Pakistan unable to accept more Afghan refugees; Kabul urges Islamabad to resume commercial flights

Pakistan's national security adviser Moeed Yusuf said that the country is already hosting more than 3 million Afghan refugees who had fled the war and violence.

Published: 16th September 2021 08:26 AM  |   Last Updated: 16th September 2021 08:26 AM   |  A+A-

Pakistan's National Security Advisor Moeed Yusuf gives a news conference, in Islamabad, Pakistan. (Photo | AP)


ISLAMABAD: Pakistan's national security adviser said Wednesday that his country cannot host any more Afghan refugee for several reasons, including financial constraints.

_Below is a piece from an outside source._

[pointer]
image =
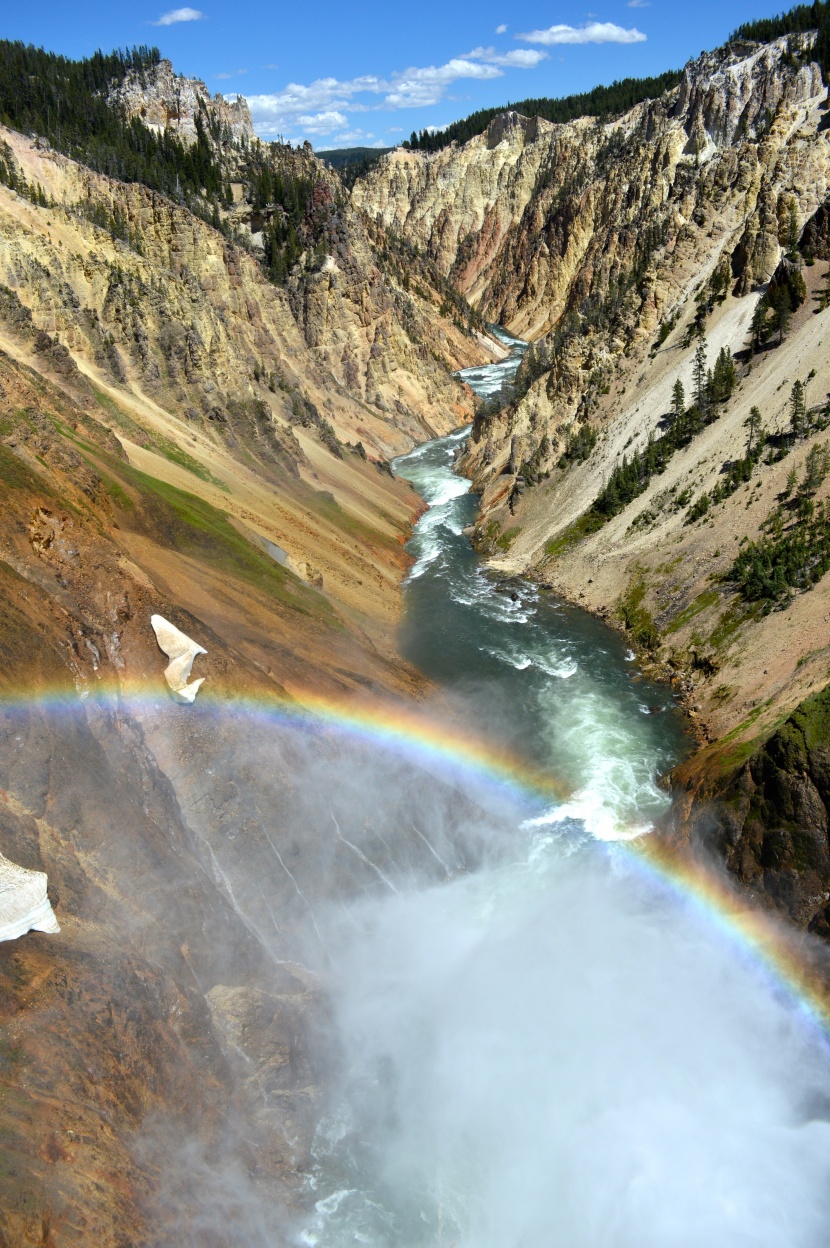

"Pakistan is in no condition right now to accept any more refugees," Moeed Yusuf told a news conference in the capital, Islamabad.

He said Pakistan is already hosting more than 3 million Afghan refugees who had fled the war and violence in their country over the past decades.

Yusuf said Pakistan will try to do whatever is possible to help Afghans, but that international efforts should step up to prevent a humanitarian crisis.

He asked the world community not to repeat the past mistake of abandoning Afghanistan.

Yusuf also warned that the Islamic State group and other militants, including the Pakistani Taliban who have sought refuge across the border, could exploit such a situation.

"You don't need to think too much to know what will happen. There will be a security vacuum. You already know ISIS is present there, Pakistani Taliban are present there, al-Qaida is there," he said, adding that these groups are sworn enemies both of Pakistan and the West.

"If Afghanistan destabilizes the spillover effect comes to Pakistan," he said.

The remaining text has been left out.